FIFA、W杯の商業権と大会運営を新会社へ 「FFE」設立構想を発表…収入増でインフラ開発も

FIFAが協議を開始した(写真はイメージ)【写真:ロイター】
FIFAが協議を開始した(写真はイメージ)【写真:ロイター】

211加盟協会および理事会との協議プロセスを開始

 FIFA(国際サッカー連盟)の管理事務局は7月30日、商業権と主催大会の運営実施を一元化する「FIFA Forward Enterprise(FFE)」の設立に向けた構想を検討しており、同28日に協議プロセスを開始したと発表した。

 この構想は、放映権、スポンサーシップ、ライセンス、チケッティング、ホスピタリティに至るFIFAの商業権と、FIFA主催大会の運営実施を統合するものだ。承認が得られた場合、FFEはFIFAが100%所有・管理する子会社として設立される予定となっている。これまで設立されてきたさまざまな子会社に新たに加わる組織であり、独自の明確な役割を果たす。

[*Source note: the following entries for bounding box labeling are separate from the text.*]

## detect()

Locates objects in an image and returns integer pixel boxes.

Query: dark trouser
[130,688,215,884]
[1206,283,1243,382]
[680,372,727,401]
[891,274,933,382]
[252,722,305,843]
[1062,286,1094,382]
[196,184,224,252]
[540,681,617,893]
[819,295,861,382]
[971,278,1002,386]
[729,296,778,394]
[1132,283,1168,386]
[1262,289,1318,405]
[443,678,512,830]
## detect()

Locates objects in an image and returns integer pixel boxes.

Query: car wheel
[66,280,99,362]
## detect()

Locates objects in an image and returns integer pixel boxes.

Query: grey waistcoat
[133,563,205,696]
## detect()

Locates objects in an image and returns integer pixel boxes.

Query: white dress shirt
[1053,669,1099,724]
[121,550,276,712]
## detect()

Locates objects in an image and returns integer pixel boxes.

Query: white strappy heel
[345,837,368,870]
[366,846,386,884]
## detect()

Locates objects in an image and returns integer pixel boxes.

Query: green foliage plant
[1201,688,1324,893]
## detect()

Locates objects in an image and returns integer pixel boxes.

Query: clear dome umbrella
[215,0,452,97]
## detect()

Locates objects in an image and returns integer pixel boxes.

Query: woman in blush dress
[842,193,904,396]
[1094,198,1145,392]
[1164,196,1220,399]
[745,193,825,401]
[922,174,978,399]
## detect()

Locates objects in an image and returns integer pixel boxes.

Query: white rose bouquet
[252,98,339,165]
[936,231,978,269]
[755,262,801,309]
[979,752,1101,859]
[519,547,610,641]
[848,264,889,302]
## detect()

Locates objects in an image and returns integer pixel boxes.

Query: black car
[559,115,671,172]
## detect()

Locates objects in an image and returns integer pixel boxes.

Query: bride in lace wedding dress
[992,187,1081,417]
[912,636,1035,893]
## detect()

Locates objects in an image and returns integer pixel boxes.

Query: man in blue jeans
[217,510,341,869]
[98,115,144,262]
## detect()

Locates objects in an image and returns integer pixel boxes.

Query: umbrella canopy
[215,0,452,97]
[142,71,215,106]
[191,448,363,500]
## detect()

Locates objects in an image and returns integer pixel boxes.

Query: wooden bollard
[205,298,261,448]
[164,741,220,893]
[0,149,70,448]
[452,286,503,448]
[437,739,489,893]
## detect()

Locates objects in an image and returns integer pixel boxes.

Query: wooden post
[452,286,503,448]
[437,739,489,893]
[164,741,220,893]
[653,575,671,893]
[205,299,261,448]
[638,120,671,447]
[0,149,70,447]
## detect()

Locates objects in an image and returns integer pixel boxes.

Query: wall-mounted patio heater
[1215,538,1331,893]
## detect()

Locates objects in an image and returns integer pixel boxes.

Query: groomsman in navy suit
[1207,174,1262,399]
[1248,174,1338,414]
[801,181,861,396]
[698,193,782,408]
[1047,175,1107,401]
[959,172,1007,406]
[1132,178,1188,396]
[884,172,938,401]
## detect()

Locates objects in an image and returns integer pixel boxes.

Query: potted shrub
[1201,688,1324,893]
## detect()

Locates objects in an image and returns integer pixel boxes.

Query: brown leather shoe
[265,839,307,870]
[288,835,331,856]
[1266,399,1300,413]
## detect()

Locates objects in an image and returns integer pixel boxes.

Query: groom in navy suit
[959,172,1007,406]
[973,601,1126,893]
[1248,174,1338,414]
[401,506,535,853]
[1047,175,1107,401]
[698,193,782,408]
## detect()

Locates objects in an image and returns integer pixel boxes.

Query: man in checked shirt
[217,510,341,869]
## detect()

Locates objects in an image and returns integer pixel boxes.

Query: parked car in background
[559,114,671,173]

 これまで十分に活用されてこなかった商業的価値を新たに創出することで資産価値を最大限に高め、実現が困難であったスタジアムやナショナル・トレーニングセンターの建設といった長期的な開発プロジェクトを急速に推し進める狙いがある。収益が増加することで、211の加盟協会への分配金も増加し、サッカーの普及・発展、ファン機会の拡大、インフラ整備、グラスルーツサッカーへの投資が可能となる。

 短期的には、FIFA管理事務局が211加盟協会およびFIFA理事会と議論を行う予定だ。FIFAの民主的な原則に基づき、過半数の加盟協会による支持が得られ、かつFIFA理事会が必要な規則改定を承認した場合にのみ、次の段階へと進められる。